Matplotlib#

Learning Objectives#

  • Understand the basics of creating plots using Matplotlib

  • Customize plots with titles, labels, legends, and annotations

  • Create different types of plots such as line plots, scatter plots, bar charts, and histograms

  • Understand and implement subplots to create complex visualizations

  • Use Matplotlib to visualise data from NumPy arrays and Pandas Dataframes

Download Files#

Click Here to Download Data File to Local Space Used for This Workshop

Overview#

# Read in the data that was used in the last session and import the matplotlib package.  
import pandas as pd
air_pollution_data_2023_complete_dataset = pd.read_csv("data/LEED_air_pollution_monitoring_station_2023_complete_dataset.csv", index_col=0)
import matplotlib.pyplot as plt

Matplotlib is a comprehensive library for creating static, animated, and interactive visualizations in Python. Matplotlib’s power lies in its simplicity for quick plotting, extensive capability for complex visualizations, and its pivotal role in the Python data science ecosystem, making it an essential tool for data analysts, scientists, and researchers.

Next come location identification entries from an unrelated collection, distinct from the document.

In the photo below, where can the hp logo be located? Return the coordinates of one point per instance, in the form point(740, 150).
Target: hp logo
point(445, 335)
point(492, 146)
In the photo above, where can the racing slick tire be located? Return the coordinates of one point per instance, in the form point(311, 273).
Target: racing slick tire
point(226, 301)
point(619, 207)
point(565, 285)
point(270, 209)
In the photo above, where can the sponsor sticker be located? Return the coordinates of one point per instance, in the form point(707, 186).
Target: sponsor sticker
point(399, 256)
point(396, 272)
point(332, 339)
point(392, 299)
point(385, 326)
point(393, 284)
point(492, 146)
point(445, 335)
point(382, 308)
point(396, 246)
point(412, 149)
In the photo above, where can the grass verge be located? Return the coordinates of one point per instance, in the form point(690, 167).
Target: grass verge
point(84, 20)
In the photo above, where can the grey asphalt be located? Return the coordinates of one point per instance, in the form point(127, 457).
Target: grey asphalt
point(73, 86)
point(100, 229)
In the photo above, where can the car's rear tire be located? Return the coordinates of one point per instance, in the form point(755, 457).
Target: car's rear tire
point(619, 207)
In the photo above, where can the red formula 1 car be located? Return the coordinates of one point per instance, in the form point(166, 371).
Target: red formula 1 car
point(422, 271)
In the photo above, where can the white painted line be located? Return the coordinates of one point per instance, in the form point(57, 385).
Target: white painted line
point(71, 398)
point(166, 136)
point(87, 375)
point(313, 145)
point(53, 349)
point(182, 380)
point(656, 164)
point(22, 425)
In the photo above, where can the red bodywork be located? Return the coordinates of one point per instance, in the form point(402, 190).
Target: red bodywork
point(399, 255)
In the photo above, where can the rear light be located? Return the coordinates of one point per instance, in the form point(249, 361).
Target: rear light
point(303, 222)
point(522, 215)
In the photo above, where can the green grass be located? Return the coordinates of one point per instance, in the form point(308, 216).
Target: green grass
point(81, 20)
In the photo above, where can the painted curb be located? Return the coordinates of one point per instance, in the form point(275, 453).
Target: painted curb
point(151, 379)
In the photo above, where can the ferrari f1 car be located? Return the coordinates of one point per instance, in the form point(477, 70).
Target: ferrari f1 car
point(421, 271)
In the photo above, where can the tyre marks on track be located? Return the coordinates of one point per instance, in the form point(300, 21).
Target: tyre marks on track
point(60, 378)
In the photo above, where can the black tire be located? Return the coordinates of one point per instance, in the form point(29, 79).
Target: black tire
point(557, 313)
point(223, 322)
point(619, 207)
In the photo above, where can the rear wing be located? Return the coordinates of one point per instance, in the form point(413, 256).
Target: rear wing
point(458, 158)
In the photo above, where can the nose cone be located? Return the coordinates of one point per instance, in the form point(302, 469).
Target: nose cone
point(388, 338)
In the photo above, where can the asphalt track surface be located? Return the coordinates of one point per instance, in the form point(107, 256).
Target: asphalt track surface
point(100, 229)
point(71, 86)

Anatomy of A Matplotlib Plot#

The following code is from the Matplotlib documentation that describes all the different parts of a standard plot, available via the documentation.

import matplotlib.pyplot as plt
import numpy as np

from matplotlib.patches import Circle
from matplotlib.patheffects import withStroke
from matplotlib.ticker import AutoMinorLocator, MultipleLocator

royal_blue = [0, 20/256, 82/256]


# make the figure

np.random.seed(19680801)

X = np.linspace(0.5, 3.5, 100)
Y1 = 3+np.cos(X)
Y2 = 1+np.cos(1+X/0.75)/2
Y3 = np.random.uniform(Y1, Y2, len(X))

fig = plt.figure(figsize=(7.5, 7.5))
ax = fig.add_axes([0.2, 0.17, 0.68, 0.7], aspect=1)

ax.xaxis.set_major_locator(MultipleLocator(1.000))
ax.xaxis.set_minor_locator(AutoMinorLocator(4))
ax.yaxis.set_major_locator(MultipleLocator(1.000))
ax.yaxis.set_minor_locator(AutoMinorLocator(4))
ax.xaxis.set_minor_formatter("{x:.2f}")

ax.set_xlim(0, 4)
ax.set_ylim(0, 4)

ax.tick_params(which='major', width=1.0, length=10, labelsize=14)
ax.tick_params(which='minor', width=1.0, length=5, labelsize=10,
               labelcolor='0.25')

ax.grid(linestyle="--", linewidth=0.5, color='.25', zorder=-10)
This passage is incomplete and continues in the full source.